Hinton admite, de acordo com a síntese do “Times”, que “a IA generativa já pode ser uma ferramenta de desinformação. Em breve, poderá ser um risco para os empregos. Em algum momento, poderá ser um risco para a humanidade”. “É difícil ver como se pode impedir que maus atores a usem para coisas ruins”, sublinha Hinton.
Quando a startup OpenAI divulgou a nova versão do ChatGPT, em março, líderes e pesquisadores de tecnologia pediram, numa carta, “uma moratória de seis meses no desenvolvimento de novos sistemas, porque as tecnologias de IA representam ‘riscos profundos para a sociedade e a humanidade’”.
Hinton avaliou como positiva a construção, por parte do Google e da OpenAI, de redes neurais “que aprendiam com grandes quantidades de texto digital. Era uma maneira poderosa de as máquinas entenderem e gerarem linguagens, mas era inferior à maneira como os humanos lidavam com a linguagem”.
Entretanto, em 2022, “quando o Google e a OpenAI construíram sistemas usando quantidades muito maiores de dados”, Hinton ficou assustado. O cientista percebeu que os sistemas “estavam eclipsando a inteligência humana”. “Talvez o que está acontecendo nesses sistemas seja na verdade muito melhor do que o que acontece no cérebro.”
Sistemas perigosos; é “assustador”
Os sistemas de IA estão ficando “perigosos”. “É assustador”, frisa Hinton.
Seguindo os passos da Microsoft, que usa IA no Bing, seu sistema de busca, “o Google está correndo para implantar o mesmo tipo de tecnologia. Os gigantes de tecnologia estão presos numa competição que pode ser impossível de parar”, frisa Hinton.
O cientista está preocupado, de imediato, com a possibilidade (já está acontecendo) de “que a internet seja inundada por fotos, vídeos e textos falsos, e a pessoa comum não seja mais capaz de saber o que é verdade”.
O mercado de trabalho deve ser “revirado” pela IA. Os sistemas de ChapGPT já “tendem a complementar o trabalho de seres humanos, mas poderão substituir paralegais, assistentes pessoais, tradutores e outros que lidam com tarefas rotineiras. ‘Eles tiram o trabalho pesado. Podem tirar mais que isso’”. Imagine num país como o Brasil, como desemprego alto; pode ser uma tragédia social.

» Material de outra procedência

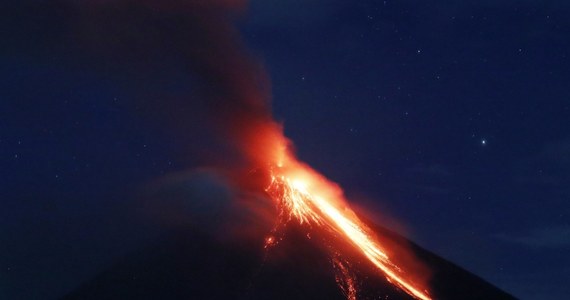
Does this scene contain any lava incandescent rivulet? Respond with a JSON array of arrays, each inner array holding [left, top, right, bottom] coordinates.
[[266, 157, 431, 300]]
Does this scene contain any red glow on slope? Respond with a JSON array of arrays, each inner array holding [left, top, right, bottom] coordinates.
[[258, 148, 431, 300]]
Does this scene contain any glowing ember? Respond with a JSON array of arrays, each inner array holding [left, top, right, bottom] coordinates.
[[266, 159, 431, 300]]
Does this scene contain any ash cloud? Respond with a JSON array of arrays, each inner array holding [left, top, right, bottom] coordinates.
[[0, 0, 282, 175]]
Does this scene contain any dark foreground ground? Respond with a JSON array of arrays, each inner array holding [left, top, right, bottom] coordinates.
[[62, 219, 514, 300]]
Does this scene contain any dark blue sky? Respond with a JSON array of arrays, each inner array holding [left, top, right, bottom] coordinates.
[[0, 0, 570, 299]]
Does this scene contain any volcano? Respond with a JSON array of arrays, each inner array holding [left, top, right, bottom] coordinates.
[[62, 219, 515, 300]]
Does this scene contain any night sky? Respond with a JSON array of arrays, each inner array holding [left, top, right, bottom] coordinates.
[[0, 0, 570, 300]]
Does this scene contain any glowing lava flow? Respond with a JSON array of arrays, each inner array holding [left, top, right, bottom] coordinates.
[[266, 163, 431, 300]]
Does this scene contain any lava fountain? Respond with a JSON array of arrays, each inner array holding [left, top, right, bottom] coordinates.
[[255, 147, 431, 300]]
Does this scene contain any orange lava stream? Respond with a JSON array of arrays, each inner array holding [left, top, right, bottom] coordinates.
[[267, 164, 431, 300]]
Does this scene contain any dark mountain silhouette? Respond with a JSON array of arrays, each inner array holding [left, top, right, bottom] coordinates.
[[62, 219, 515, 300]]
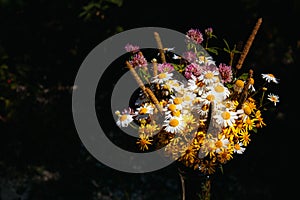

Hinton acredita que, no futuro, “novas versões da tecnologia representem uma ameaça para a humanidade, porque muitas vezes aprendem comportamentos inesperados com a grande quantidade de dados que analisam. Isso se torna um problema, pois indivíduos e empresas permitem que os sistemas de IA não apenas gerem seu próprio código de computador, como também executem esse código por conta própria. Ele teme o dia em que armas verdadeiramente autônomas — como aqueles robôs assassinos — se tornem realidade”.
“A ideia de que essas coisas possam realmente ficar mais inteligentes do que as pessoas, algumas pessoas acreditaram nisso. Mas a maioria achou que estava muito longe. E eu achei que estava muito longe. Pensei que estivesse a 30, 50 anos ou até mais longe. Obviamente, não penso mais assim”, assinala Hinton.
Hinton aposta que a disputa entre o Google e a Microsoft, além de outros, “vai se transformar numa corrida global que não vai parar sem algum tipo de regulamentação global”. Mas isto pode não ser possível. “Não há como saber se empresas ou países estão trabalhando na tecnologia em segredo. [Observe-se que ele nem está citando a China — um poço de segredos.] A melhor esperança é que os principais cientistas do mundo colaborem em formas de controlar a tecnologia. ‘Não acho que eles devam desenvolvê-las mais até que tenham entendido se podem controlá-la’”, sugere Hinton.